Мысли о бренности бытия продолжали терзать меня денно и нощно. Особенно нощно, лежа одна, в своей спальне, освещенной уличным фонарем, и слушая, как шуршит наш старенький дом, я чувствовала, как жизнь моя протекает сквозь мои пальцы. Сквозь меня. А я только стою и покорно жду, куда меня вынесет волной, на какую отмель. Нет уж! Я чувствовала, что надо срочно что-то менять, пока пески времени не просыпались на дно песочных часов и мне не настала пора идти и оформлять заслуженную пенсию. После всех расчетов это время уже казалось не за горами. И вот однажды ночью, когда фонарь был особенно ярок из-за дополнительного света полной луны, я вскочила в кровати часика эдак в три ночи и сказала самой себе:
«Свекровь-то была права! Надо тоже родить. Родить для себя. Безо всяких этих мужиков. И будет кого любить. И кто-то будет любить меня».
«Ты сошла с ума? – спросил меня внутренний голос, тут же откуда-то появившийся в голове. – Как ты это видишь?»
«А прекрасно вижу! – уперлась я. – У меня есть мама, она поможет. Она, кажется, уже несколько лет только и делает, что спокойно вдыхает и выдыхает. Пусть для разнообразия помогает мне с внуком».
«Ну, допустим, – согласилась я сама с собой. – Но что ты знаешь о детях? Что ты знаешь о матерях? Да если тебе дать ребенка, ты его забудешь в супермаркете, пока будешь искать легкий майонез.
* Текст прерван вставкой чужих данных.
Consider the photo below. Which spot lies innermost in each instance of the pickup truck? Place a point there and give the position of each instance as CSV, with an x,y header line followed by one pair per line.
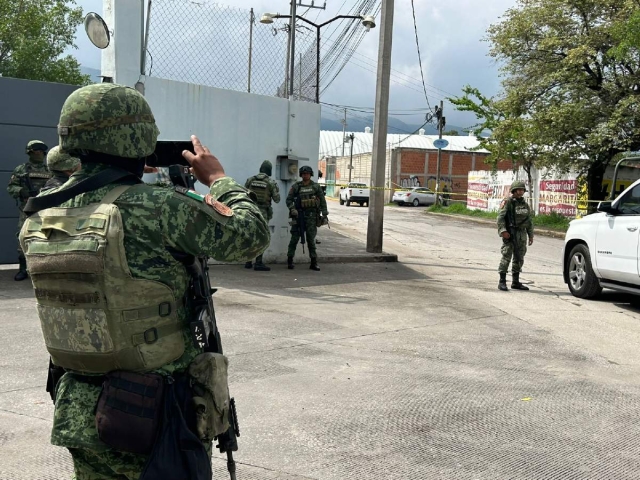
x,y
601,249
354,193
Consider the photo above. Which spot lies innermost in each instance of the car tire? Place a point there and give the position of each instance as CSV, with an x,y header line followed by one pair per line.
x,y
582,280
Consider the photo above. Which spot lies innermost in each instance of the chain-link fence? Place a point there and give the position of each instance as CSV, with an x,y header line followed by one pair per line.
x,y
227,47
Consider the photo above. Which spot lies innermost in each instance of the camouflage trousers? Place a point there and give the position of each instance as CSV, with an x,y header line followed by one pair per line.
x,y
311,230
267,213
108,465
21,219
508,251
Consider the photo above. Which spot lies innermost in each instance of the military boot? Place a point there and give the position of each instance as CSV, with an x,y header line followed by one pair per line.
x,y
22,271
502,285
260,267
515,282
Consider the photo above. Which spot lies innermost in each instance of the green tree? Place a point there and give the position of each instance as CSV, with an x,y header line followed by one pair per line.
x,y
512,137
33,36
560,72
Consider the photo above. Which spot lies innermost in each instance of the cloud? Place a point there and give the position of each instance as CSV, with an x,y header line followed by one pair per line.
x,y
451,43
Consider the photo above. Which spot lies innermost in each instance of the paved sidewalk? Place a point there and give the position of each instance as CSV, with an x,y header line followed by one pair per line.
x,y
374,371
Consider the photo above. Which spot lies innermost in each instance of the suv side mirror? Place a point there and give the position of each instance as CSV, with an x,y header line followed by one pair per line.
x,y
607,208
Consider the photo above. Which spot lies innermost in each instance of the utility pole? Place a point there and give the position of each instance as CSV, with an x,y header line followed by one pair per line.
x,y
251,21
344,130
441,122
380,120
350,137
292,52
300,80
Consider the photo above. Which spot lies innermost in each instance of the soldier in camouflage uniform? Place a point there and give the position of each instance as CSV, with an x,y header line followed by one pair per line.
x,y
266,190
61,165
112,129
514,219
26,181
307,195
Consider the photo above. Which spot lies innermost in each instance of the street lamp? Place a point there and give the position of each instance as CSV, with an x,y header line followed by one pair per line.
x,y
368,21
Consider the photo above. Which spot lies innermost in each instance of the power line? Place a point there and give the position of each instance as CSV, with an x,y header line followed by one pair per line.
x,y
365,62
415,28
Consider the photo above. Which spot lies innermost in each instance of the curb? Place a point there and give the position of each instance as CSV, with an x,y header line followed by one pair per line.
x,y
537,231
359,258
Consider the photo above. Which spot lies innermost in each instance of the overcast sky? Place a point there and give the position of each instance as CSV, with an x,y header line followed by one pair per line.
x,y
451,43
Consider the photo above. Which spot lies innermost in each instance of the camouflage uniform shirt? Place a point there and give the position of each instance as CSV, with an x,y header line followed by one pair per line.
x,y
154,219
521,212
273,193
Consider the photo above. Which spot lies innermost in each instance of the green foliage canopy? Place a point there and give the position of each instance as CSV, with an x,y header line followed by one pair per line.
x,y
560,75
33,36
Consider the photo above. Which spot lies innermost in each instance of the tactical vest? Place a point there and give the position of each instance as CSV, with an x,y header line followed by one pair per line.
x,y
307,196
95,317
261,188
34,180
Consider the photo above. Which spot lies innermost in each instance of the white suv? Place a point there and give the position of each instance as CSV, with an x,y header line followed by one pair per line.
x,y
601,249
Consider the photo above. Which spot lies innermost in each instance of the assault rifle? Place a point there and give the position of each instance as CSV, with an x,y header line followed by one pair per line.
x,y
204,328
300,222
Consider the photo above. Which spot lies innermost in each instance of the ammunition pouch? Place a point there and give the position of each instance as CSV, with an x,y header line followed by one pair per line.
x,y
307,202
54,375
129,411
210,388
322,220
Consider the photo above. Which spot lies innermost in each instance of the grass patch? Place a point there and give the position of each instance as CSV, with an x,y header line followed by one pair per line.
x,y
552,221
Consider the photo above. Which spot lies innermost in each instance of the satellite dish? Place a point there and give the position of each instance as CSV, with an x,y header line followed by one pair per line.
x,y
97,30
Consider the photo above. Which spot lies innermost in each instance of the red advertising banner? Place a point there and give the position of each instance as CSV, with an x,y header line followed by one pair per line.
x,y
558,196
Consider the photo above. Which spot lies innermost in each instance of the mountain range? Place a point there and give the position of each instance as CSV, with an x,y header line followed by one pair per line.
x,y
353,124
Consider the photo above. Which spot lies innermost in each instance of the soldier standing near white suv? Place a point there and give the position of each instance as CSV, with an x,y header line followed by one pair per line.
x,y
601,249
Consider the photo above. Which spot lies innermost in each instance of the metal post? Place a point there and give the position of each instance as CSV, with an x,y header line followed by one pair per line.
x,y
344,130
286,65
145,42
251,20
317,64
440,122
351,156
292,55
381,117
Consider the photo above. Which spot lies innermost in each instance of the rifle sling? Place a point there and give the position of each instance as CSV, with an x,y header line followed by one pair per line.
x,y
94,182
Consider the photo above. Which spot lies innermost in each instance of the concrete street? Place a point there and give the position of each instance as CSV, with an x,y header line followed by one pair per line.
x,y
419,369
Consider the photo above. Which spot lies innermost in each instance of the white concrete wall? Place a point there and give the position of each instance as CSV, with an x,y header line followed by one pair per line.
x,y
241,129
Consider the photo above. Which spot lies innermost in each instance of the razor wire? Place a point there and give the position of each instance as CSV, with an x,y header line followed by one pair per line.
x,y
207,43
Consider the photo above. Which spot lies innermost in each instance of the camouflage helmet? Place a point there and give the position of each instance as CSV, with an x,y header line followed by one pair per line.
x,y
518,184
266,167
108,118
35,145
60,160
306,169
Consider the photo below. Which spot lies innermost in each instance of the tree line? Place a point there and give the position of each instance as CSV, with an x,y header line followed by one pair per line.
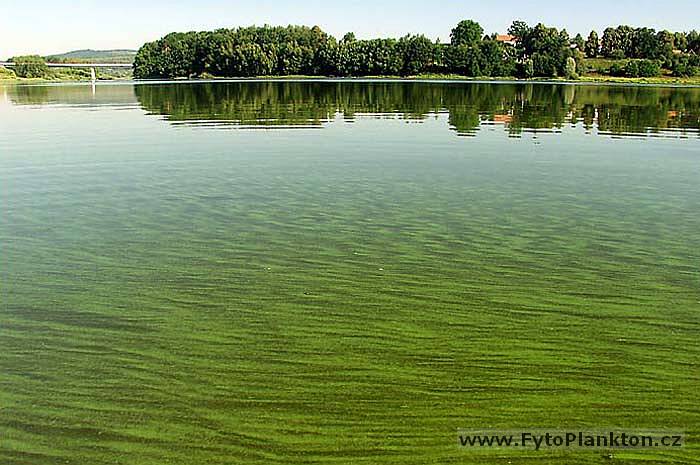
x,y
534,51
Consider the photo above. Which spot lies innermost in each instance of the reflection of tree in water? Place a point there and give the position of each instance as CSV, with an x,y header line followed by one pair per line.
x,y
518,107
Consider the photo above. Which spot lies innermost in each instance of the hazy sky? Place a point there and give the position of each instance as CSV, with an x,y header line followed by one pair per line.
x,y
53,26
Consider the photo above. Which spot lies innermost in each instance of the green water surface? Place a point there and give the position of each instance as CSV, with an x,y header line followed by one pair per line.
x,y
345,272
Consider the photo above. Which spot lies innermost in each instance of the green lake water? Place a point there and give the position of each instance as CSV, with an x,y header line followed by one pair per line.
x,y
345,272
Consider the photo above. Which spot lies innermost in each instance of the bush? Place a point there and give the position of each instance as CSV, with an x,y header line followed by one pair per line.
x,y
617,55
649,68
7,73
30,66
686,66
632,69
571,68
617,70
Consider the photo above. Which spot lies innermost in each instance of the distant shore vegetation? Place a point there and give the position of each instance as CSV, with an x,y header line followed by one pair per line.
x,y
524,52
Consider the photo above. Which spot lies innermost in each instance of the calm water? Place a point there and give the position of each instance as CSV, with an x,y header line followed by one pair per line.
x,y
325,272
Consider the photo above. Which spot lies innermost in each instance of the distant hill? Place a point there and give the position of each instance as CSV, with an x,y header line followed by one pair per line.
x,y
101,56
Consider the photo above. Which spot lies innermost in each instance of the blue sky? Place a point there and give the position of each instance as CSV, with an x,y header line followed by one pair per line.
x,y
52,26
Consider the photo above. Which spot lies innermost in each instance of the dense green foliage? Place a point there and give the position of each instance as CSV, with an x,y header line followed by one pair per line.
x,y
299,50
94,56
6,73
539,51
30,66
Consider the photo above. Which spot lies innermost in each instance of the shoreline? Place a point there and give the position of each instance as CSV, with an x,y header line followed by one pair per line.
x,y
586,80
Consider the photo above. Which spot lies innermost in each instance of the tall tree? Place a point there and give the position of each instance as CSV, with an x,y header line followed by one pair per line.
x,y
592,47
467,32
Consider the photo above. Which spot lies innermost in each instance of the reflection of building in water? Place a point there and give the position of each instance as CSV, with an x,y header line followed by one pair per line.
x,y
502,118
517,107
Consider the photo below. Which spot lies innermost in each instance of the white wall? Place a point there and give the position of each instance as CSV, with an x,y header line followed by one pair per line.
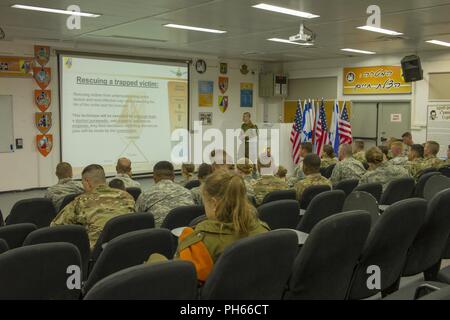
x,y
432,62
26,168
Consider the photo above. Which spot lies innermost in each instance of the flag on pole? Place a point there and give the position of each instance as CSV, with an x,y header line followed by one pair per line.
x,y
296,133
322,137
345,127
334,128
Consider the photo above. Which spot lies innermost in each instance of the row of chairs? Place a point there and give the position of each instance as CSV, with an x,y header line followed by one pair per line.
x,y
408,239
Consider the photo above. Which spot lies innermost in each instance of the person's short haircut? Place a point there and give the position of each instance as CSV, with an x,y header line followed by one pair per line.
x,y
94,172
204,170
306,146
417,148
117,184
374,155
63,170
328,149
163,169
433,146
407,135
311,163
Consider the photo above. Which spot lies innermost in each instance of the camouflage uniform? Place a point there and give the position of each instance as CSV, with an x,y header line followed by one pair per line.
x,y
347,169
93,209
63,188
163,197
360,156
267,184
315,179
384,174
399,161
127,181
326,162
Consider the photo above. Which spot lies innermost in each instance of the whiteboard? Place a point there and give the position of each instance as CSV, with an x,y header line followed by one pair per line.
x,y
6,124
438,127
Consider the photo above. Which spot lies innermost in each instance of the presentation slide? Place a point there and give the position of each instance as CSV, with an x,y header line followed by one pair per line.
x,y
113,108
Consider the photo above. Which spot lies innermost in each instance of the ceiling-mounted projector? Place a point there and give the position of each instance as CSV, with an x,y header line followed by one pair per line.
x,y
302,36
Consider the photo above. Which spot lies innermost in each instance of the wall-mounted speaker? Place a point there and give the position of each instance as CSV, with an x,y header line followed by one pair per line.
x,y
412,68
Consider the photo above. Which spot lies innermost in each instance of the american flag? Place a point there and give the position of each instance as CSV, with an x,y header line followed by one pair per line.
x,y
322,137
345,128
296,134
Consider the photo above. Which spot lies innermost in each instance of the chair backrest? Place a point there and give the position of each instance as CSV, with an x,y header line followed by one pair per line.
x,y
182,216
169,280
397,190
329,171
375,189
3,246
387,246
135,192
192,184
430,242
434,185
281,214
39,272
279,195
309,194
15,234
361,200
38,211
420,185
128,250
321,207
346,185
120,225
257,267
324,266
73,234
445,170
68,199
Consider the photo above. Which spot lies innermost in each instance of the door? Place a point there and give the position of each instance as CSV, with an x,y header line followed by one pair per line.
x,y
395,119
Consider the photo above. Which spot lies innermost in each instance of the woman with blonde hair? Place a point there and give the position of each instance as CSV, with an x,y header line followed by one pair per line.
x,y
380,170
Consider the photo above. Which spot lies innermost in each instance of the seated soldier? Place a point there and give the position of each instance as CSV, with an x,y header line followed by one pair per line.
x,y
267,183
328,157
165,195
380,170
311,168
348,167
94,208
65,185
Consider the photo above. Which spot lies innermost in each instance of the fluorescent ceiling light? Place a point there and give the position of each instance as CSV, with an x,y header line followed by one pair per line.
x,y
380,30
439,43
290,42
177,26
358,51
291,12
71,13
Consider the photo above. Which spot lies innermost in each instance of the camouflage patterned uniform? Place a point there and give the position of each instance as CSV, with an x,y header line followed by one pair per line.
x,y
267,184
326,162
384,174
347,169
315,179
93,209
63,188
163,197
360,156
127,181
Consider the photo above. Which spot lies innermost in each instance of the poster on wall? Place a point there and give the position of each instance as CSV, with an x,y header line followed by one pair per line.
x,y
205,118
223,103
375,80
246,95
438,127
205,93
16,67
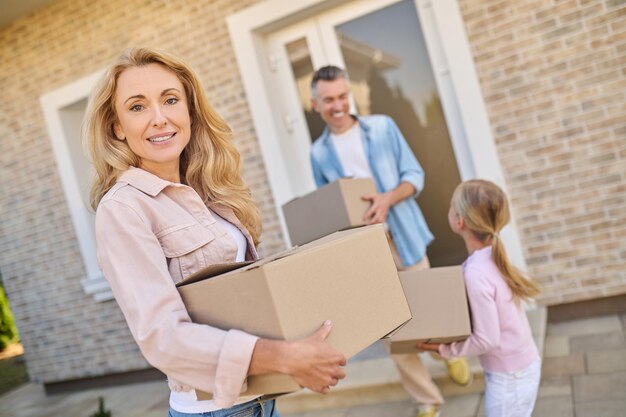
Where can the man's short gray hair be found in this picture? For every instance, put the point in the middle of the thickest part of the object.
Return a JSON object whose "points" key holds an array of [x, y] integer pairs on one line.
{"points": [[327, 73]]}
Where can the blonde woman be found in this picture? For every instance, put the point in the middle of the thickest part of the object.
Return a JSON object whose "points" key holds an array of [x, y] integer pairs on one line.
{"points": [[501, 336], [169, 200]]}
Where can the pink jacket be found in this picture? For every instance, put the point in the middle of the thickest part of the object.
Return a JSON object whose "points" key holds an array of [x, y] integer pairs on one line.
{"points": [[151, 234], [501, 336]]}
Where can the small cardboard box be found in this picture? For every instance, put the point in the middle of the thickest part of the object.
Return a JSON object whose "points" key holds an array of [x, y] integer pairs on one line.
{"points": [[438, 304], [348, 277], [335, 206]]}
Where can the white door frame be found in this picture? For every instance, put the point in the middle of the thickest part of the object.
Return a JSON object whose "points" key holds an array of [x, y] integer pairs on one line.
{"points": [[52, 104], [455, 75]]}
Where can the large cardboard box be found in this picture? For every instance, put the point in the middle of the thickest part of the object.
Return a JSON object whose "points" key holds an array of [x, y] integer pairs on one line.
{"points": [[348, 277], [335, 206], [439, 307]]}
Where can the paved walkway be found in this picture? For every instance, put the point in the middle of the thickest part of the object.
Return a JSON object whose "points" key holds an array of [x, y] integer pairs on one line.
{"points": [[584, 375]]}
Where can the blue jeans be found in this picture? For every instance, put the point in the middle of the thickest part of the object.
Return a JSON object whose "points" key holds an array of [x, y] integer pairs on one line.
{"points": [[253, 408]]}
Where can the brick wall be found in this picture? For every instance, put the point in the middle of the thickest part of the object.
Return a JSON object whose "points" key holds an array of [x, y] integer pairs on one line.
{"points": [[65, 333], [553, 76]]}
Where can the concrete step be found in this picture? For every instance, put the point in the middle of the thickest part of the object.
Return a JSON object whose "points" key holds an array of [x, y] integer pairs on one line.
{"points": [[372, 377]]}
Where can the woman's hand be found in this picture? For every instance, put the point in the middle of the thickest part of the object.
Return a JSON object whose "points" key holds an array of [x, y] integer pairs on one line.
{"points": [[310, 361], [433, 347], [314, 364]]}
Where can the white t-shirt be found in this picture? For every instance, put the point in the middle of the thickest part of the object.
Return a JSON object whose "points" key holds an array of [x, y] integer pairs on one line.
{"points": [[187, 401], [349, 147]]}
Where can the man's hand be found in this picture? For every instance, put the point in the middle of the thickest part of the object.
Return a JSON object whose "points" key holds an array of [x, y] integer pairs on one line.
{"points": [[381, 203], [379, 210]]}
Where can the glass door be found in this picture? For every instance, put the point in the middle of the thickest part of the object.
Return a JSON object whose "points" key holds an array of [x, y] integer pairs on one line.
{"points": [[382, 46]]}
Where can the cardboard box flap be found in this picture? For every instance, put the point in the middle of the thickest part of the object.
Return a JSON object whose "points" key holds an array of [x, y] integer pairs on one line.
{"points": [[272, 258], [212, 271], [391, 333], [439, 307]]}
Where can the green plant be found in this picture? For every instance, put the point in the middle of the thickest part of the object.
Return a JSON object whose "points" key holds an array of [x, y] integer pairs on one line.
{"points": [[8, 330], [101, 411]]}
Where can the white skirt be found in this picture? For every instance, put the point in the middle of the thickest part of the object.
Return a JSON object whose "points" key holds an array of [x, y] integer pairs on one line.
{"points": [[512, 394]]}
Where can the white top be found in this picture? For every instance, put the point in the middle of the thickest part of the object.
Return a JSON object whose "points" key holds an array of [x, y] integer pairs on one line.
{"points": [[351, 153], [187, 401]]}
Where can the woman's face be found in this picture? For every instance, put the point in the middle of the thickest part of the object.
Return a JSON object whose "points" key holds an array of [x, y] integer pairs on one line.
{"points": [[153, 117]]}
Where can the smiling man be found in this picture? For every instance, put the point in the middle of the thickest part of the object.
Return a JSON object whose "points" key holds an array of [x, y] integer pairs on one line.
{"points": [[373, 147]]}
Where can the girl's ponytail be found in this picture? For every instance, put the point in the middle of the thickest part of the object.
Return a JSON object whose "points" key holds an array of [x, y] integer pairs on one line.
{"points": [[519, 284], [485, 210]]}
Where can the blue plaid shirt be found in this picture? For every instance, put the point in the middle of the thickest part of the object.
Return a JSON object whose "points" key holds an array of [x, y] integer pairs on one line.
{"points": [[391, 161]]}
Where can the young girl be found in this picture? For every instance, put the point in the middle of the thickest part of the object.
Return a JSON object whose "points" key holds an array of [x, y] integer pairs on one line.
{"points": [[501, 335]]}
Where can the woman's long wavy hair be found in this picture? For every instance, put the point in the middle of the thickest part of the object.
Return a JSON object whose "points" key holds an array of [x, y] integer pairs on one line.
{"points": [[210, 163], [485, 210]]}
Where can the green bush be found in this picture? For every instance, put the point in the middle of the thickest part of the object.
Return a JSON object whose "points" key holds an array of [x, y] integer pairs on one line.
{"points": [[8, 331]]}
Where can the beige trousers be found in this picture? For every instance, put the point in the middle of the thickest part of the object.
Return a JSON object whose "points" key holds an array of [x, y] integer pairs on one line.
{"points": [[414, 375]]}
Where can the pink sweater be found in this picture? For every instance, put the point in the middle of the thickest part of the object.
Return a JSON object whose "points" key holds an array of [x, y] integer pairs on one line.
{"points": [[501, 336]]}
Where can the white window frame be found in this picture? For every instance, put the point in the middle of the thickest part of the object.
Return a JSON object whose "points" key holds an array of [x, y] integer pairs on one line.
{"points": [[451, 59], [52, 104]]}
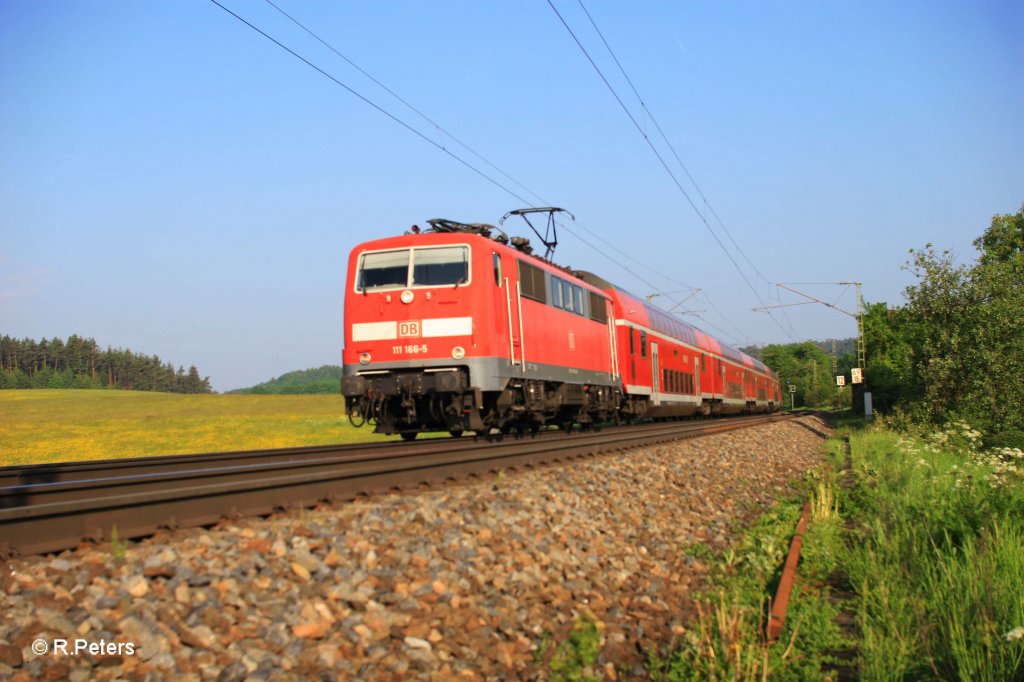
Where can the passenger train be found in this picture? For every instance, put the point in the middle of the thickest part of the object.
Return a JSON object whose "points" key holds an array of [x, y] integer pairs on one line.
{"points": [[459, 329]]}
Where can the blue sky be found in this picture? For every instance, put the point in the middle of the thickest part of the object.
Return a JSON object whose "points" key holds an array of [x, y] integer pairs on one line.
{"points": [[174, 183]]}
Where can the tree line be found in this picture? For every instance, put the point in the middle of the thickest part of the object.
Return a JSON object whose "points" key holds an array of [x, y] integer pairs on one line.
{"points": [[953, 351], [324, 379], [79, 363]]}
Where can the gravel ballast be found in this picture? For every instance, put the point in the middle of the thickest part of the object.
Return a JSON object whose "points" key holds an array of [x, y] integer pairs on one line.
{"points": [[473, 581]]}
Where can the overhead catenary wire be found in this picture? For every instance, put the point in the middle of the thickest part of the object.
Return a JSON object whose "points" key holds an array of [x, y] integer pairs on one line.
{"points": [[372, 103], [407, 103], [662, 160], [669, 143]]}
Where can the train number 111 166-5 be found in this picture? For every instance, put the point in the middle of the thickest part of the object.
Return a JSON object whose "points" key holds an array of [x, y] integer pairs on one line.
{"points": [[410, 349]]}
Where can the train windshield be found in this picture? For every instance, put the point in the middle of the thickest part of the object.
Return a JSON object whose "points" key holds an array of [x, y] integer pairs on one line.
{"points": [[445, 265], [384, 268], [430, 267]]}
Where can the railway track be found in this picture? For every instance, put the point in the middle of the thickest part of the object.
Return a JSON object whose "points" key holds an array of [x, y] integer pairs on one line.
{"points": [[50, 508]]}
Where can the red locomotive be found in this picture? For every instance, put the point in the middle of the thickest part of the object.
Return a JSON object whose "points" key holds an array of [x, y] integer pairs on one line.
{"points": [[460, 329]]}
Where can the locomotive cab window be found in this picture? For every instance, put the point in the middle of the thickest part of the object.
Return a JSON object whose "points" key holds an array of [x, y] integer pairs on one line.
{"points": [[413, 267], [437, 267], [383, 269]]}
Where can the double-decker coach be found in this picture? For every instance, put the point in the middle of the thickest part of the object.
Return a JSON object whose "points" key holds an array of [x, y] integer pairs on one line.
{"points": [[671, 369]]}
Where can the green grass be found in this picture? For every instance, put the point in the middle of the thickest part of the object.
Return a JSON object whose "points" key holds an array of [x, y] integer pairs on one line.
{"points": [[728, 640], [53, 425], [936, 558], [927, 533]]}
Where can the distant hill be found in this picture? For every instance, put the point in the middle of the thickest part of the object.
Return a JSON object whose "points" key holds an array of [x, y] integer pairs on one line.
{"points": [[843, 346], [321, 380]]}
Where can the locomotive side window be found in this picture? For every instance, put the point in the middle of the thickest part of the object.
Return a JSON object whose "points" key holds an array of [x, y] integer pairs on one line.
{"points": [[598, 312], [556, 292], [444, 265], [384, 268]]}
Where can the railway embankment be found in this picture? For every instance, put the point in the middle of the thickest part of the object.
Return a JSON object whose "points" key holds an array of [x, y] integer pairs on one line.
{"points": [[479, 580]]}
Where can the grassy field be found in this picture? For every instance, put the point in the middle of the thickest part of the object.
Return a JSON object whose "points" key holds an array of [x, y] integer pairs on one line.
{"points": [[40, 426]]}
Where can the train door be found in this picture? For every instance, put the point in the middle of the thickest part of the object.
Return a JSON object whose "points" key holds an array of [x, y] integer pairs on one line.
{"points": [[511, 305], [655, 376], [696, 374]]}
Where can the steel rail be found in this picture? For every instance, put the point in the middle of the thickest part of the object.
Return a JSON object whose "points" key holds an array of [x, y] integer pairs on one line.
{"points": [[88, 501], [58, 472]]}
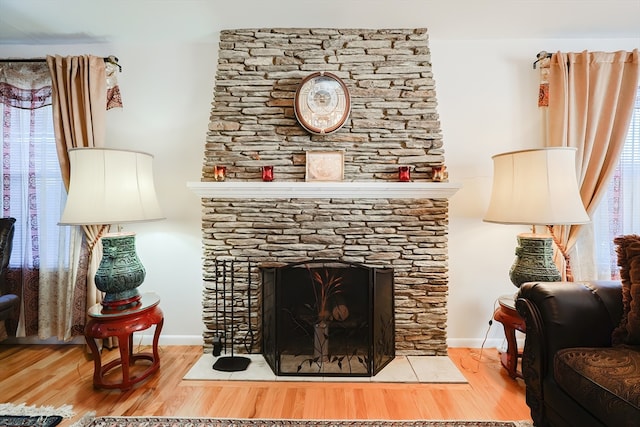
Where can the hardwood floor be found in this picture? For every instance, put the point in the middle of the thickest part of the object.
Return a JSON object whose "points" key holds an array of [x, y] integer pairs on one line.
{"points": [[62, 374]]}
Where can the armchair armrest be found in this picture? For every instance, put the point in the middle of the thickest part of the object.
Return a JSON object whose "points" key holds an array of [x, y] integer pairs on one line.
{"points": [[563, 315]]}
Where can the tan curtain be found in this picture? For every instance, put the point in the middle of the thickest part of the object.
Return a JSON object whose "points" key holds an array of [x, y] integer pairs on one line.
{"points": [[79, 113], [591, 96]]}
В тебе же никакой ответственности. Ты же не хозяйственна, неаккуратна, никогда не соблюдала режим».
«Это голос Сергея тут?» – полюбопытствовала я. Так обо мне высказывался только мой бывший муж, и надо же, он, видимо, даже меня саму умудрился убедить в собственной правоте.
«Ты не справишься», – снова прозвучали нотки паники.
«Но… но что же делать? Не заводить же кота! – чуть не расплакалась я. – Хочу ребенка! Хочу!»
«Успокойся, – попыталась воззвать к совести я. – Успокойся, дура ты, дура. И потом, подумай, а где ты, в самом деле, раздобудешь ребенка?!»
«О, разве это вопрос?» – удивилась я и посмотрела на луну сквозь пыльное стекло. Кстати, если тут будет жить ребенок, окна придется регулярно мыть. Я деловито провела пальцем по стеклу, долго рассматривала отпечаток пыли на подушечке пальца, и от мыслей о том, что у меня будет маленький кусочек меня самой, становилось все лучше и лучше. Пусть Сергей тогда делает что хочет, пусть даже будет счастлив (ох, нет, это я погорячилась, конечно, этого я ему не желаю, но…), пусть ему пусто будет, но меня это уже не станет волновать. У меня появится ребенок. У меня появится семья. Семья, которая не сможет уйти от меня на первый этаж. По крайней мере, до восемнадцати лет. Но даже и потом, как там сказала Елена Станиславовна? Сын не может изменить тебе с другой матерью? А может, мне еще повезет, и у меня будет девочка? Да, девочка – это было бы просто идеально! Маленький девчачий клуб. Мы бы с ней наряжались, красились, ходили в кино на романтические комедии. Мы бы понимали друг друга. Я бы прижимала ее к себе.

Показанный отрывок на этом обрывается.